Presidency (1998–2001)
Jelavić served as Chairman of the Presidency of Bosnia and Herzegovina from 15 June 1999 until 14 February 2000. He was removed from his position of the three-member Presidency by decision of the High Representative for Bosnia and Herzegovina, Wolfgang Petritsch, in March 2001. Petritsch justified his decision by observing that Jelavić had "directly violated the constitutional order of the Federation of Bosnia and Herzegovina and of Bosnia and Herzegovina"; in particular he cited Jelavić's leading role in the 'Croatian National Assembly' rally in Mostar on 3 March 2001, calling for a separate governing entity for Bosnian Croats.

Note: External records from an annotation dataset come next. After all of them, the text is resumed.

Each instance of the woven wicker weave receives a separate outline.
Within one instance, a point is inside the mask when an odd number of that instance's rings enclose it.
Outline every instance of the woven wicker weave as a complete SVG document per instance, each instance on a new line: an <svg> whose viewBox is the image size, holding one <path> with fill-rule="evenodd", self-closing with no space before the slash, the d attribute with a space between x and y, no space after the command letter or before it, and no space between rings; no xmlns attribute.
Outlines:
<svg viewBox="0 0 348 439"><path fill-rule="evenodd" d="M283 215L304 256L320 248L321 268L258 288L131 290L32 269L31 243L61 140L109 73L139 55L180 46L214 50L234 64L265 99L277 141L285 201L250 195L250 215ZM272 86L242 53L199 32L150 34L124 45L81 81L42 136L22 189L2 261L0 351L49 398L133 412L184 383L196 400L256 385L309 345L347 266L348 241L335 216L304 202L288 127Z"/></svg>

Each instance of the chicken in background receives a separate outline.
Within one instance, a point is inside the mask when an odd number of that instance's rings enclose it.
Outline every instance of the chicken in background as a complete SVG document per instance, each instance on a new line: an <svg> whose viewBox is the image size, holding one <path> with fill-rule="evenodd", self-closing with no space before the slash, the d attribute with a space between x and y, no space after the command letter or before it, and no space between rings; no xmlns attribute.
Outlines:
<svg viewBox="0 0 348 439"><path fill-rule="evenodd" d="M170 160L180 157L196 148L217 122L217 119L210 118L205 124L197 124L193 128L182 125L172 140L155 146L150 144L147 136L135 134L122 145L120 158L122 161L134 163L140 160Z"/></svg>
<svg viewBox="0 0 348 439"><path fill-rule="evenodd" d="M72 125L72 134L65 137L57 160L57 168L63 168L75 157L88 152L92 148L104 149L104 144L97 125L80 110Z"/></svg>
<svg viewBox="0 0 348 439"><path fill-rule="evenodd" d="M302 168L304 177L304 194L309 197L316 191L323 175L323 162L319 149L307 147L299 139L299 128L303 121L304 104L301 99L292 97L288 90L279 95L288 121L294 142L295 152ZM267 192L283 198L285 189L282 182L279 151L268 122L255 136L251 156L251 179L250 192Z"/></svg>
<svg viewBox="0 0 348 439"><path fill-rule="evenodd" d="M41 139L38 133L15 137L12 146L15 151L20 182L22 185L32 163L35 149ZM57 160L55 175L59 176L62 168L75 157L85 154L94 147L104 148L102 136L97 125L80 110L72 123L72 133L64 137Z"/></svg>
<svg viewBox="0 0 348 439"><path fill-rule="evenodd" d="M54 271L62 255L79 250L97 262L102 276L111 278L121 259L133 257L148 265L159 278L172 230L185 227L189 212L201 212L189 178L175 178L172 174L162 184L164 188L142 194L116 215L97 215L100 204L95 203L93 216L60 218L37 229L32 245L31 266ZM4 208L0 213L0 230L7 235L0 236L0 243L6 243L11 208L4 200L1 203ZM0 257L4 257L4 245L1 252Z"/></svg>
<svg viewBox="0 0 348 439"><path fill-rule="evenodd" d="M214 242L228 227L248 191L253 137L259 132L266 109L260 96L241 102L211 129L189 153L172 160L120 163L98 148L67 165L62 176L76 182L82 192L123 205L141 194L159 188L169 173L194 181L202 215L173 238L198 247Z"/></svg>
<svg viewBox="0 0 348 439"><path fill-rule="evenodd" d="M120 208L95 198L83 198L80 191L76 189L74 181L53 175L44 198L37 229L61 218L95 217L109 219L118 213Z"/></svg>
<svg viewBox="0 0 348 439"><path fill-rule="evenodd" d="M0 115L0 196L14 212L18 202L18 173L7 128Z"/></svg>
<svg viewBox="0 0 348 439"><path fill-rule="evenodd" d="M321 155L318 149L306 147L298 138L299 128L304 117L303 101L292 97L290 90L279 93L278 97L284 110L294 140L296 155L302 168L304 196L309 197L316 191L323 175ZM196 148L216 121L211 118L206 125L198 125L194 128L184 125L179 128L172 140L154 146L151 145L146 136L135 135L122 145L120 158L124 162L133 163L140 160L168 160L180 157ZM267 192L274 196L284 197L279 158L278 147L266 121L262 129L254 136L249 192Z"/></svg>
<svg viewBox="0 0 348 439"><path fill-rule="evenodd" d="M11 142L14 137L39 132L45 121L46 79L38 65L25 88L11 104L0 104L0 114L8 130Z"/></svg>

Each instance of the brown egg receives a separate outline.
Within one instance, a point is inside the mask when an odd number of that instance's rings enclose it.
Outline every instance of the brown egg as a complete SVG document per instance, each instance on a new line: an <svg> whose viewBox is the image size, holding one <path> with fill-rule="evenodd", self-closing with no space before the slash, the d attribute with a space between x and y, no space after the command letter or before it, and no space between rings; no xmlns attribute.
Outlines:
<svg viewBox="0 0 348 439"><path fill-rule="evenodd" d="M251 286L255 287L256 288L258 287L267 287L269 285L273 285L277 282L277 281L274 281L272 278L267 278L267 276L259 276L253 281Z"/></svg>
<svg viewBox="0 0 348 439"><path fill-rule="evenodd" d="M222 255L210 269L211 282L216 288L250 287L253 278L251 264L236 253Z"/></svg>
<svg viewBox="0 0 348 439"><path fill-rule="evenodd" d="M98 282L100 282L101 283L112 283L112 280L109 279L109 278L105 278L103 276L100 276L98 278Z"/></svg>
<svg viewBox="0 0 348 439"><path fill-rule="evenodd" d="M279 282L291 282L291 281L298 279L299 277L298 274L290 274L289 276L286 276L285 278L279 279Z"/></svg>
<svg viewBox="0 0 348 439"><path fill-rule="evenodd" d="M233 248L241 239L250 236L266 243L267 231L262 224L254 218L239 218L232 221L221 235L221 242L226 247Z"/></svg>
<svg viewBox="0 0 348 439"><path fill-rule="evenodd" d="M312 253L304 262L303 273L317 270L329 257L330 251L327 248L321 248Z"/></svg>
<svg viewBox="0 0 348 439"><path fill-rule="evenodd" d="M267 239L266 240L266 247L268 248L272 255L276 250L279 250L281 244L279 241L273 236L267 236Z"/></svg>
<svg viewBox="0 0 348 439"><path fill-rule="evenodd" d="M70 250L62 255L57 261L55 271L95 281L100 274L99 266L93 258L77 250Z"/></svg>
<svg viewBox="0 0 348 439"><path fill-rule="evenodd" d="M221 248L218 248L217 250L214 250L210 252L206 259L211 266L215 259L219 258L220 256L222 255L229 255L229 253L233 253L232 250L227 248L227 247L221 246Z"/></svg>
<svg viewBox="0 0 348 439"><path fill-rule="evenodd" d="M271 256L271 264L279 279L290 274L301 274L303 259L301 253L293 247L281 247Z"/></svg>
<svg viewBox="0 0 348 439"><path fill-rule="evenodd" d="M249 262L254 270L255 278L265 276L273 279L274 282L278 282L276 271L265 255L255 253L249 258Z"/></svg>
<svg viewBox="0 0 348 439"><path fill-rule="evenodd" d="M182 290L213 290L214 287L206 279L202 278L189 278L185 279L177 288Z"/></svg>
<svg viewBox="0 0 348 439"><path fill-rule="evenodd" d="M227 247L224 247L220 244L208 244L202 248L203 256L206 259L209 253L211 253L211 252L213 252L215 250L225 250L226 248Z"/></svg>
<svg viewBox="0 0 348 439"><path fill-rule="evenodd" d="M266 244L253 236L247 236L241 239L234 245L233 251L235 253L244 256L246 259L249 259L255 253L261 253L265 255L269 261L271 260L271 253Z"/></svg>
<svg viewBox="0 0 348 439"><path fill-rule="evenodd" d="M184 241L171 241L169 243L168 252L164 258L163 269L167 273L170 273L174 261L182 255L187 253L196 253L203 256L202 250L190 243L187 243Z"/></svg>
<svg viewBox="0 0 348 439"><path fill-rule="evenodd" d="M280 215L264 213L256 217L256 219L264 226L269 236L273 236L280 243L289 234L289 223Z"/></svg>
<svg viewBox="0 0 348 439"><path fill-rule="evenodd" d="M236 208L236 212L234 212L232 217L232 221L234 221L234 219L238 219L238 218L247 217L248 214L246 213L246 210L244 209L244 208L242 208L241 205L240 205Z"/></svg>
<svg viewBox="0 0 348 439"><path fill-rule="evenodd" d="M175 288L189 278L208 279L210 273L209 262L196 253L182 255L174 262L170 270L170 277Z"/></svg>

Investigations and indictments
On 22 January 2004, Jelavić was arrested in his home in Mostar, on charges of corruption. On 4 November 2005, the Court of Bosnia and Herzegovina in Sarajevo found Jelavić guilty of abuse of office, embezzlement of office, and lack of commitment in office. The findings of guilt related, in part, to the use of funds from the Federal Ministry of Defence to purchase shares in banking and insurance firms Hercegovačka Banka and Herzegovina Osiguranje. Judge Malcolm Simmons presided, A sentence of ten years imprisonment was subsequently pronounced, although Jelavić was not present at the sentencing hearing  and remained at large.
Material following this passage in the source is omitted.